Currently, through Father Joachim from Myanmar, we are helping 200 people who are outside official refugee camps, undocumented and often without food. As Pope Francis puts it, we are experiencing what it means to “touch the flesh of Christ,” one of the many faces of Jesus Forsaken. Besides food, there is great need of love, warmth and affectioin… Chiara Lubich and our spirituality urge us to ‘make ourselves one’ with everyone. One of them said to us: ‘Thank you for everything you get for us,, but especially for making us feel loved. This gives us hope to live.’
There’s an association made up of some friends from Poschiavo in Switzerland, which has been recognized by the government and finances projects that are underway in Thailand, Laos and Vietnam. Six years later it seems like a real miracle!
The projects in Vietnam are located in the southern zone, towards the Mekong Delta, in a parish.

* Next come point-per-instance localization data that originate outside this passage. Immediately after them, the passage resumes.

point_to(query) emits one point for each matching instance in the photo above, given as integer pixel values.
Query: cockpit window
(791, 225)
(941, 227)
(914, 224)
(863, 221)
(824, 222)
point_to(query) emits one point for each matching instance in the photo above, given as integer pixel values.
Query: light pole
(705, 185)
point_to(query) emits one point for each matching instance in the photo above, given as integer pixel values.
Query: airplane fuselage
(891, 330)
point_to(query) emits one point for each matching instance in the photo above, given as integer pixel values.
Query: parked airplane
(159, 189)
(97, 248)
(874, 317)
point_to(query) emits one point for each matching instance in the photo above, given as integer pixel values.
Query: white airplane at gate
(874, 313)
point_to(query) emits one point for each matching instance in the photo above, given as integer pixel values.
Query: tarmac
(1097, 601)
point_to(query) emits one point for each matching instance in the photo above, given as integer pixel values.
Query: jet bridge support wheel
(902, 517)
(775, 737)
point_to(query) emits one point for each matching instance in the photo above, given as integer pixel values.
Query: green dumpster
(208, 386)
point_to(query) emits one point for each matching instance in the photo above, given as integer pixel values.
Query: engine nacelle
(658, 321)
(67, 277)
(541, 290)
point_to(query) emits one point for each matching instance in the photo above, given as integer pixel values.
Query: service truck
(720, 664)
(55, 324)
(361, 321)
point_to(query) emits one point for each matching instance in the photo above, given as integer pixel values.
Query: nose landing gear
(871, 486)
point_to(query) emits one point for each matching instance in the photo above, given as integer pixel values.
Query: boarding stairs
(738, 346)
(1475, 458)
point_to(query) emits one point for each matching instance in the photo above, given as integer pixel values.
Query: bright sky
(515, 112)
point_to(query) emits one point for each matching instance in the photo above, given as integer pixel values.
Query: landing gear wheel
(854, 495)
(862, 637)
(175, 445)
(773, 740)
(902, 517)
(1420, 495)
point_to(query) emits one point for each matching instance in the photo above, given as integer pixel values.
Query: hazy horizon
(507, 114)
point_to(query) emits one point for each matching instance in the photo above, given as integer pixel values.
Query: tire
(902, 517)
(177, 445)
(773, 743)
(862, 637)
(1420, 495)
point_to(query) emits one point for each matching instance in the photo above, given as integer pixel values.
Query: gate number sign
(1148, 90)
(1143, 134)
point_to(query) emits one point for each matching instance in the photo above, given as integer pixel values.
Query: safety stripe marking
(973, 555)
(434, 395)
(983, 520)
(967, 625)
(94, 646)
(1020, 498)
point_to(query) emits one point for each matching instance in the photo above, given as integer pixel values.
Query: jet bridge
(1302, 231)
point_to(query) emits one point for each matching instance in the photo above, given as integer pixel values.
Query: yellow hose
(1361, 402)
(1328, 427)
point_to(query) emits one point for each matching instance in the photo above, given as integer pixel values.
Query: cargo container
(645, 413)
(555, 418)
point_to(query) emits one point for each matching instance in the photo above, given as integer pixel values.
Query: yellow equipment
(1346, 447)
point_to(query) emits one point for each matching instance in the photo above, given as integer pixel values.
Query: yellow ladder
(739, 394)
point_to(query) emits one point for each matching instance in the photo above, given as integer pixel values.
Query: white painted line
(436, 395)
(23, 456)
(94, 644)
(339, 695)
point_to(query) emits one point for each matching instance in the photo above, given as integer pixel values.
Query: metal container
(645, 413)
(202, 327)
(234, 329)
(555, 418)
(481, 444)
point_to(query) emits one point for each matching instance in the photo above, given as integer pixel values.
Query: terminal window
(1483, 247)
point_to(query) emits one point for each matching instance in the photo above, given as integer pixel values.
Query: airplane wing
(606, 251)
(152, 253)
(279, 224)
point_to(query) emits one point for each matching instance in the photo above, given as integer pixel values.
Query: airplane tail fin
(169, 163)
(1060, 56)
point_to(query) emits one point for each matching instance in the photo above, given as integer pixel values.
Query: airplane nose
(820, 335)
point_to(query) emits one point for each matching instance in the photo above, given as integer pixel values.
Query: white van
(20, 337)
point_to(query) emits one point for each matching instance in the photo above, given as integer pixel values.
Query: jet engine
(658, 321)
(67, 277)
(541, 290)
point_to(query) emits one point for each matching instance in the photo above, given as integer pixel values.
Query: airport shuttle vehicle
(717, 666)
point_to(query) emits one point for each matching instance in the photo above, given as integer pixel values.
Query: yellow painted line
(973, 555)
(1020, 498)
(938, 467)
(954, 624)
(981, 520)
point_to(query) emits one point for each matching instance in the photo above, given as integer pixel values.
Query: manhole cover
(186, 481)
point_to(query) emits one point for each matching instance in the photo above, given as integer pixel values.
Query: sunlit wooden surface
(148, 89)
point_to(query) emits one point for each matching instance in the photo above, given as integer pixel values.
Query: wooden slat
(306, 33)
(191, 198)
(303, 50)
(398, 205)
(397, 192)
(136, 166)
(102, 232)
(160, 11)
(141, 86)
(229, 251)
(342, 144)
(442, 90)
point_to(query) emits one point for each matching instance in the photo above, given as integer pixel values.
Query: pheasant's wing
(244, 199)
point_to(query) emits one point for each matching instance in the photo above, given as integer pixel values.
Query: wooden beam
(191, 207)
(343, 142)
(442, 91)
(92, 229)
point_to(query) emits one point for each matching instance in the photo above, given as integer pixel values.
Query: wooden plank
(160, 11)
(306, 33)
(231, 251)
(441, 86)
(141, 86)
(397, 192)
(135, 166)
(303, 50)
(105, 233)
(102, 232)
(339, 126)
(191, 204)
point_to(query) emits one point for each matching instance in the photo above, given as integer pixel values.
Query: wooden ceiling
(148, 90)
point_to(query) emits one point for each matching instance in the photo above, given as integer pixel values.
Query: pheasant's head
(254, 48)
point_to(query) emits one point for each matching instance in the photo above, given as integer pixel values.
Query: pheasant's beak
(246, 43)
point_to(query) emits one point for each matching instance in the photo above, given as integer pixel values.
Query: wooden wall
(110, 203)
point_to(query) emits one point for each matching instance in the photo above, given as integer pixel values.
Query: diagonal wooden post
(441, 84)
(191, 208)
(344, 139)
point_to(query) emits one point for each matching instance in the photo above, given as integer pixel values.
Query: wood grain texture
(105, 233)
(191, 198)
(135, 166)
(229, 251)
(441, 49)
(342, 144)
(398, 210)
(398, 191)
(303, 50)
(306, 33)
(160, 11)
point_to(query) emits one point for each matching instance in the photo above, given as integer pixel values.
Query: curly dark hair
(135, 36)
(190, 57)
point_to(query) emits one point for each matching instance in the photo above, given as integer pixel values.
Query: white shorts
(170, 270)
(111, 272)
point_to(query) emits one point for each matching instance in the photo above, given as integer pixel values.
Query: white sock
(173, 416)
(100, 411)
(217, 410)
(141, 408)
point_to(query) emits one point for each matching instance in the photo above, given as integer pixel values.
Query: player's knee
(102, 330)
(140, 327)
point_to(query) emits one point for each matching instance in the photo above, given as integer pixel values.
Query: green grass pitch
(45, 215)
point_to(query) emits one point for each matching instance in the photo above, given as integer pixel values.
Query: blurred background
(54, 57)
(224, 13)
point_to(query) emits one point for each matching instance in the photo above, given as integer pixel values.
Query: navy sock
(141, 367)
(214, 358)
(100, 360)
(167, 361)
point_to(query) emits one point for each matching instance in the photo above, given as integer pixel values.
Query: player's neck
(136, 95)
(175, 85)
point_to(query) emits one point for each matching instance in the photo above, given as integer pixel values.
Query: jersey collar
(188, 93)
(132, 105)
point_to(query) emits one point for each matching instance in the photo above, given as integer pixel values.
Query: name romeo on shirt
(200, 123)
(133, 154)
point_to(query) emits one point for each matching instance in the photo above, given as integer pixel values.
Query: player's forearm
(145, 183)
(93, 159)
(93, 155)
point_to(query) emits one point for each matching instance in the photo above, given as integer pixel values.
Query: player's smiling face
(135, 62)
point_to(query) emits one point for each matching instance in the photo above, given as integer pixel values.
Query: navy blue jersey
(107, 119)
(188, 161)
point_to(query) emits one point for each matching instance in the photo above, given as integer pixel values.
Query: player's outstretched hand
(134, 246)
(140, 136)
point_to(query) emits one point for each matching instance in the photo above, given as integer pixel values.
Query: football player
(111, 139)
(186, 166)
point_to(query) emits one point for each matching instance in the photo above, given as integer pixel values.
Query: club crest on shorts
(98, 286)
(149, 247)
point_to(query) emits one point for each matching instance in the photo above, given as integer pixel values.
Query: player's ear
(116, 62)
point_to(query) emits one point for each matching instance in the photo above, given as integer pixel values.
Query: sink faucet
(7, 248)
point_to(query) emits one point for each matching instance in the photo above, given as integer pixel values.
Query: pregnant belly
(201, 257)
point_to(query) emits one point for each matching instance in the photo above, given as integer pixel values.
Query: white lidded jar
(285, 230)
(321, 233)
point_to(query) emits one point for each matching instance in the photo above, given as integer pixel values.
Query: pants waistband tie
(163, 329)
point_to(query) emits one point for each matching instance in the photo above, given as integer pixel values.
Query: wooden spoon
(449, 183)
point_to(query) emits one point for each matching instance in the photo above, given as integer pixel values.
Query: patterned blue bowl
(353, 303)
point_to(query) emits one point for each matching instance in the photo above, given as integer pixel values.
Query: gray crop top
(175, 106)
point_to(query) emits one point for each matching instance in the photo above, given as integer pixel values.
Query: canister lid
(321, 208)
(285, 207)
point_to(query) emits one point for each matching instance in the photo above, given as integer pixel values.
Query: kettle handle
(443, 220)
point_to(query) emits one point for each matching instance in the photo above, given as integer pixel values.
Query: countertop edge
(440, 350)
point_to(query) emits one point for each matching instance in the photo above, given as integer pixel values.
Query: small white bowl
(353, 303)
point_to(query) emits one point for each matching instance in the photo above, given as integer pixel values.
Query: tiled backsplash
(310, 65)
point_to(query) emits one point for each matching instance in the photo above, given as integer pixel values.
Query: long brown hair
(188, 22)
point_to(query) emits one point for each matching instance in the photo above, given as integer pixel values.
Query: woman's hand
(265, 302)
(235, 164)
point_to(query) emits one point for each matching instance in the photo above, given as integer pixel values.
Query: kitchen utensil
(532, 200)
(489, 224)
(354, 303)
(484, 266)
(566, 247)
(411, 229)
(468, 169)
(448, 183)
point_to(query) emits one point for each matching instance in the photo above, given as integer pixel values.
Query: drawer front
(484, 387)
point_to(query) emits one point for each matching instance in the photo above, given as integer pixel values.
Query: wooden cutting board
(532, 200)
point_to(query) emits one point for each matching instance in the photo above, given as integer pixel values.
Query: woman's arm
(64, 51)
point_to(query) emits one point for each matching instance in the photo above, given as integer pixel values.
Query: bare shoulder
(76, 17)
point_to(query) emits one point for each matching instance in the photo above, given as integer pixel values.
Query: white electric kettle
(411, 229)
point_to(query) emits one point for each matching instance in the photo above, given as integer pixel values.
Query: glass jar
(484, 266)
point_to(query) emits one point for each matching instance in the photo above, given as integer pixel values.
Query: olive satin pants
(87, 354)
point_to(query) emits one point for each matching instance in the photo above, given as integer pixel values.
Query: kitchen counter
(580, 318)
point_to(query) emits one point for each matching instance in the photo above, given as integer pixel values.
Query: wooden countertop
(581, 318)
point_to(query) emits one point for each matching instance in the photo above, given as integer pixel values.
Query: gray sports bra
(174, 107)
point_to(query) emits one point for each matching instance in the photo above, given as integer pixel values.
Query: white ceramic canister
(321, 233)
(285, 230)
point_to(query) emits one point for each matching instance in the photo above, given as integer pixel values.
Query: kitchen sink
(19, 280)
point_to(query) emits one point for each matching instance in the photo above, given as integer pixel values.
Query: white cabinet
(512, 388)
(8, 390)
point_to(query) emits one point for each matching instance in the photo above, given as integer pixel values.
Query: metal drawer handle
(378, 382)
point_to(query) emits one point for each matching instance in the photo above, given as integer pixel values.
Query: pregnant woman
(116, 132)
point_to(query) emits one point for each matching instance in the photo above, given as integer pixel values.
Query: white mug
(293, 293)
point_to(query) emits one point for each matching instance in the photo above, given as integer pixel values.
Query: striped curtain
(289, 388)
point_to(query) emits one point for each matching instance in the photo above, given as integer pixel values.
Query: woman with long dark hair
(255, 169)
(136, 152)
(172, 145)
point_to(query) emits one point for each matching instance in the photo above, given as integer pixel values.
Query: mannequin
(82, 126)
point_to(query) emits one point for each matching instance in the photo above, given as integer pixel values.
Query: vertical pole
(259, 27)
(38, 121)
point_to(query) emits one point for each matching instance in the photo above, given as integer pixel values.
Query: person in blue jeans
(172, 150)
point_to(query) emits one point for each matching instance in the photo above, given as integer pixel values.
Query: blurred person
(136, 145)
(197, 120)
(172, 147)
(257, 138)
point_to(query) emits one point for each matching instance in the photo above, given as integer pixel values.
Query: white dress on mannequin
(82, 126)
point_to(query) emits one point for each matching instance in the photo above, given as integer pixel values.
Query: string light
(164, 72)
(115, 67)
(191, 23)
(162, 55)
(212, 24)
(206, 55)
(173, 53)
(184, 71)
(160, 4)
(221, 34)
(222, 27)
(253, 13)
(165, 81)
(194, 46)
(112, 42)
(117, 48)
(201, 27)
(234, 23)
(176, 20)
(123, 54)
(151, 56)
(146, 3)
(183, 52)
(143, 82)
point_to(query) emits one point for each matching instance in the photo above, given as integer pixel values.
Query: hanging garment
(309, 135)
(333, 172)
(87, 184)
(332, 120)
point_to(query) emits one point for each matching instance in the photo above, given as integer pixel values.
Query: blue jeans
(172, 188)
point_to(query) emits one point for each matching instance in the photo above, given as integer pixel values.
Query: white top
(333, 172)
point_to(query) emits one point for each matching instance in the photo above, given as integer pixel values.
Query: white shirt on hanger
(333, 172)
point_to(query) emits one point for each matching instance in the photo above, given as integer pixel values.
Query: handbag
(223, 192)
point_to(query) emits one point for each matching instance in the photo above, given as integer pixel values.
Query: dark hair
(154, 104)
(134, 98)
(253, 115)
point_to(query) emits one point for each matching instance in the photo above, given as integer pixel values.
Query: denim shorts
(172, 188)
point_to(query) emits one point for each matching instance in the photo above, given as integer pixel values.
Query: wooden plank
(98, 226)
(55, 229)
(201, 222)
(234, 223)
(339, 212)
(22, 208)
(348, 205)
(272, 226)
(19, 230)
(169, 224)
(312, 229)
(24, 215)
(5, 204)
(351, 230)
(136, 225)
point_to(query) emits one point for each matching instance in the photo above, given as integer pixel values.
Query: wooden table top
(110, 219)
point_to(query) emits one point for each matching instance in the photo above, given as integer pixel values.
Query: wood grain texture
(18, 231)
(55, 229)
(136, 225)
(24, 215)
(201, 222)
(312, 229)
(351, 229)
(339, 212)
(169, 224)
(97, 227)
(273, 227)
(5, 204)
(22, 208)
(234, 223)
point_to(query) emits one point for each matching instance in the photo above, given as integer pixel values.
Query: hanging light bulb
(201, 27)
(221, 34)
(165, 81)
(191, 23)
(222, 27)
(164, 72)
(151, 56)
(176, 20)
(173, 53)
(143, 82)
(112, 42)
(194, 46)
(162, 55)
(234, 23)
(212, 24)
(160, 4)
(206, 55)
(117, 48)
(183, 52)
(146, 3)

We build and repair small houses, wells with potable water; and we build bridges that are very useful for communication among the small islands.The so-called monkey bridges, constructed with bamboo stems are substituted with bridges made for humans with iron and cement. Now we’ve begun to work in the mountains too, in central Vietnam, in the zone of Gia Lai, which was known for the battles during the war. The Church is very involved in that zone and the poverty level has really reached levels of high concern in the mountain villages, especially among ethnic populations. In Laos we provide assistance for children through priests who have spent time at the priest school in Taygayta, Philippines.
The help is sustained by genuine friendship, much creativity and a willingness to work. Love is like a bridge that joins everyone in a common dream: to live universal brotherhood concretely. Our budget? Free donations from many ordinary and also poor people. We feel that if God wants this project to carry on, he’ll provide for it.